The U.S. Department of Housing and Urban Development has made it possible for hospitals to refinance debt under the HUD/FHA Section 242 Hospital Mortgage Insurance Program, without conditioning such refinancing on new construction or renovation.
In addition to issuing a notice outlining how it will amend the regulations, HUD plans to publish a rule to make refinancing a permanent component of the Section 242 program.
Hospitals seeking refinancing may apply under notice, or wait for HUD to issue the debt-refinancing rule.
Lancaster Pollard, a Columbus, Ohio-based financial advising and investment banking firm, believes there should be "considerable interest in this new refinance opportunity, especially given the difficulties many hospitals are having with their current debt structures."
Approval of the new refinancing option means hospitals have a "lower-cost, non-risk-based way to refinance loans, get out of troubled banking relationships, and create a stable, fixed-rate, long-term financing structure," the company said.

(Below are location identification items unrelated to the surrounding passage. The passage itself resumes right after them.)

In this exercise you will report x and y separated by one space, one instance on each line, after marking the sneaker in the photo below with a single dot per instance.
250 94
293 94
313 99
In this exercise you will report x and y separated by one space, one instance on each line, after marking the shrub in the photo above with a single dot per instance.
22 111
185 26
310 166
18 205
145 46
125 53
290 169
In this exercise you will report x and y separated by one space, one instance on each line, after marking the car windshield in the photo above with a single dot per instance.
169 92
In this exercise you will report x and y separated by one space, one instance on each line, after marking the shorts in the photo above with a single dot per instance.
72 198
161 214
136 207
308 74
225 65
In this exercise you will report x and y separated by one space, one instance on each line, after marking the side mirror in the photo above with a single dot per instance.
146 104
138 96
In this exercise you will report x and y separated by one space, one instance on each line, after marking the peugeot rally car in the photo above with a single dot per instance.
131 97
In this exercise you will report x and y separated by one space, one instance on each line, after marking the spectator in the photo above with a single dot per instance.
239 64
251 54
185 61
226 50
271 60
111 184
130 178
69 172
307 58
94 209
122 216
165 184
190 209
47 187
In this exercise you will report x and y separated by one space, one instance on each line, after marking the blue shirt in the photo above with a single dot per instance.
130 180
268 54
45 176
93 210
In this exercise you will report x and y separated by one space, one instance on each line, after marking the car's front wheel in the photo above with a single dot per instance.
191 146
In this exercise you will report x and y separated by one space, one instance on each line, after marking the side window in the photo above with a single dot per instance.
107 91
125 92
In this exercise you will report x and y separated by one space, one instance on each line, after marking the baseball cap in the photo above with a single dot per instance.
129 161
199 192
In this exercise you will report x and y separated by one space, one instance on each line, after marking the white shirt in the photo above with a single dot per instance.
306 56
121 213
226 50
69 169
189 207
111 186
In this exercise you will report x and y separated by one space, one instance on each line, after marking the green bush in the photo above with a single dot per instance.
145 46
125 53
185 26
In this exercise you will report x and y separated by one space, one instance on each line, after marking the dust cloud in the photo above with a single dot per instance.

The American Hospital Association also endorsed the regulation change, given the difficulties hospitals have encountered accessing capital during the recession.
In May, the AHA wrote a letter to the House Financial Services Committee, noting that hospitals' "inability to refinance existing debts has forced many to divert needed patient care resources to pay down current obligations, often at accelerated rates."